We’re all looking to better ourselves and become more successful. I’ve found that being proactive in my career development has given me an edge over the years.
I’m not just talking about technical skills either. There are many other non-technical aspects of a remote workers’ day. Brushing up on these will be advantageous in terms of your overall success.
Here are the 5 steps I follow to becoming a better remote worker:
I’ve worked from home for a long time. Day-to-day, I take refuge in my office.
While there’s nothing wrong with heading out to a coffee shop now and then or working while you travel to a meeting, I’ve found that having a dedicated workspace makes me more efficient.
It’s easy as a remote worker to fall into the trap of “if I’m on my laptop, I’m working” state of mind. It’s all about output, and in my experience, if I don’t have a home office to take solace in, my output isn’t as good.

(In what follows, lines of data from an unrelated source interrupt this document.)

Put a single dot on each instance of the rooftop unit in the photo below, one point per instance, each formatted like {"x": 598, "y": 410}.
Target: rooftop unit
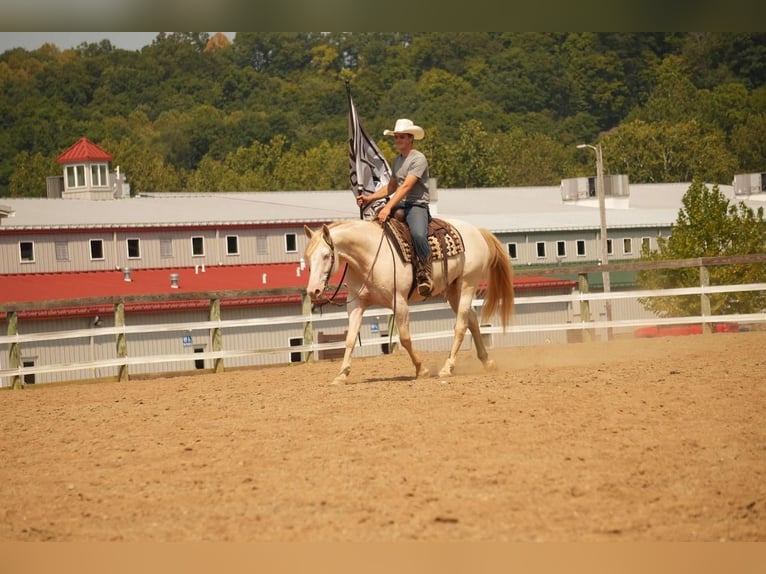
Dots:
{"x": 577, "y": 188}
{"x": 749, "y": 183}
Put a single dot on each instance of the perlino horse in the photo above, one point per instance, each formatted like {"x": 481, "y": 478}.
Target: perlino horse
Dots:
{"x": 376, "y": 275}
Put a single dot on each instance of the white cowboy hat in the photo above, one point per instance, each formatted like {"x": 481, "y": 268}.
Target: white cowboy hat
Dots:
{"x": 405, "y": 126}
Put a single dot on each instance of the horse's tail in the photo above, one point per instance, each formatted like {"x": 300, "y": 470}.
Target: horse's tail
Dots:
{"x": 500, "y": 286}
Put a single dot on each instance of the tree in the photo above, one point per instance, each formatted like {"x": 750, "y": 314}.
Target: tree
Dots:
{"x": 29, "y": 176}
{"x": 708, "y": 226}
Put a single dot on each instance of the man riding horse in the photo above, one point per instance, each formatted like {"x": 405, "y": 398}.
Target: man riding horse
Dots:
{"x": 408, "y": 191}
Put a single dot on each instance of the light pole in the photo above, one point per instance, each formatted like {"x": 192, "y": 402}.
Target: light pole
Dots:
{"x": 602, "y": 215}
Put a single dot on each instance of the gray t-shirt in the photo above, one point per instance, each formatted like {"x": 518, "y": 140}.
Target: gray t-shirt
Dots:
{"x": 414, "y": 164}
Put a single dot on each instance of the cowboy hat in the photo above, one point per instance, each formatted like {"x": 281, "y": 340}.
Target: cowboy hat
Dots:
{"x": 405, "y": 126}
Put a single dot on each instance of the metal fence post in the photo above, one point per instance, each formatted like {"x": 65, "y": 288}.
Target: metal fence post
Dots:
{"x": 707, "y": 328}
{"x": 584, "y": 306}
{"x": 14, "y": 352}
{"x": 216, "y": 334}
{"x": 308, "y": 326}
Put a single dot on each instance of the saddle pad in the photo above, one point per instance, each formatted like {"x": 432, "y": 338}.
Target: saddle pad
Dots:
{"x": 444, "y": 239}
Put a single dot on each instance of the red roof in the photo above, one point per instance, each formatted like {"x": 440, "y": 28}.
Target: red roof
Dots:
{"x": 24, "y": 288}
{"x": 84, "y": 150}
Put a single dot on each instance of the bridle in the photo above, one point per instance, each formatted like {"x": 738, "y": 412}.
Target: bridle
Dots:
{"x": 328, "y": 240}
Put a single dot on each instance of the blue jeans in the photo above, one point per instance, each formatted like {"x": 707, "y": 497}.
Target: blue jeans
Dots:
{"x": 417, "y": 217}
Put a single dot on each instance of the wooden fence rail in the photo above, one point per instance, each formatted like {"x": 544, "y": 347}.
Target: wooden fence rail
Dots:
{"x": 216, "y": 325}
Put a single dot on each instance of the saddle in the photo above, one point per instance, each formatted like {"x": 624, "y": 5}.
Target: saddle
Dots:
{"x": 444, "y": 240}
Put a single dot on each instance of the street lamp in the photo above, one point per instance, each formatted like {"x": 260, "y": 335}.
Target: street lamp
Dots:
{"x": 602, "y": 215}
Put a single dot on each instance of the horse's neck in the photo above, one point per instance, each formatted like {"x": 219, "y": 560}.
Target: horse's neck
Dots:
{"x": 357, "y": 242}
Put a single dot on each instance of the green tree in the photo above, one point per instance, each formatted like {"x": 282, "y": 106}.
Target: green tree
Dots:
{"x": 708, "y": 226}
{"x": 29, "y": 176}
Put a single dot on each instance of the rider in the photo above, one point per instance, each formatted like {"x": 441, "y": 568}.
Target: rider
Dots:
{"x": 408, "y": 190}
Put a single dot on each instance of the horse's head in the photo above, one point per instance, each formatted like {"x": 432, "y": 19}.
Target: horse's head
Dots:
{"x": 320, "y": 257}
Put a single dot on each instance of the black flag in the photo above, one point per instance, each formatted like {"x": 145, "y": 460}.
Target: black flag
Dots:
{"x": 369, "y": 170}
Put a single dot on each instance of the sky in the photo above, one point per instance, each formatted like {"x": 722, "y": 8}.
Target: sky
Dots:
{"x": 64, "y": 40}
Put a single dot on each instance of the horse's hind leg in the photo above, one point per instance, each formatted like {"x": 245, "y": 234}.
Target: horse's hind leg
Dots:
{"x": 354, "y": 323}
{"x": 460, "y": 297}
{"x": 403, "y": 324}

A safe-haven where you can shut out day to day noise will simply make you more productive (noise cancelling headphones can help here too).
Take advantage of the days where you can work in peace.
I’m a routine based person and I struggle when I break out of it. Having said that, working from home offers us an amazing level of flexibility.
I like to have a fairly strict routine with a few flexible elements. For instance:
A non-negotiable part of my week is four visits to the gym. I like to get there before my work day starts and I like to have my weekends for rest. That leaves me with four sessions to fit into five days before work.
In an ideal world, these sessions are Monday, Tuesday, Thursday and Friday. Usually possible, occasionally not. But because my routine has a little bend, if I have an early meeting on Tuesday, it’s not a problem to move that gym session to Wednesday.
A work from home routine is super important to add structure to your days. Make sure you have some room for flexibility in there too.
This goes without saying for any professional, but even more so for remote workers. We spend a lot of our time alone, removed from the typical workplace environment.
We’re deprived of those watercooler chats about the latest version of X or the newest update to Y. Industry conference visits are also often beyond a freelancers’ reach due to time or money constraints. It’s up to us to keep on top of what’s going on.
I make good use of Twitter to follow relevant accounts in the web development, web design and technology fields. I also like to set time aside to brush up on my coding skills when new techniques arise.
It’s paramount to stay relevant when becoming a better remote worker.
I’m not big on in-person networking. By this, I mean networking for networking’s sake. It’s always seemed forced to me.
In my opinion, a retained client, a word of mouth recommendation and a friend in a similar field are all better contacts than someone met for the first time at a local business gathering or an industry conference.
We’re remote workers, our catchment area is global – it’s important to be good at digital networking. Your portfolio website and social media accounts are all part of this. Make sure they properly portray you and the services you offer.
A networking aspect I focus on is simply doing a good job. If you do a good job, you will get more work. Whether it’s from the client themselves or someone they know. Be knowledgeable, be reliable, be personable.
Good remote workers stand out.
Last but not least my top tip for becoming a better remote worker. Do all you can to improve your communication skills.
It’s always nice to get positive feedback. I find it extra satisfying when a client praises my approach to project conversation. I’m often told that my personal, yet to the point style of communication is exactly what people are looking for in a remote worker.
In my opinion, this is what leads to me getting successfully hired and retained more than anything else.
Some basic action points I follow are:
- Take the time to write better emails.
- Speak more on the phone to clients.
- Utilise regular video chats.
- Show willing to meet in person when it suits both sides.
Good communication is an invaluable trait as a remote worker.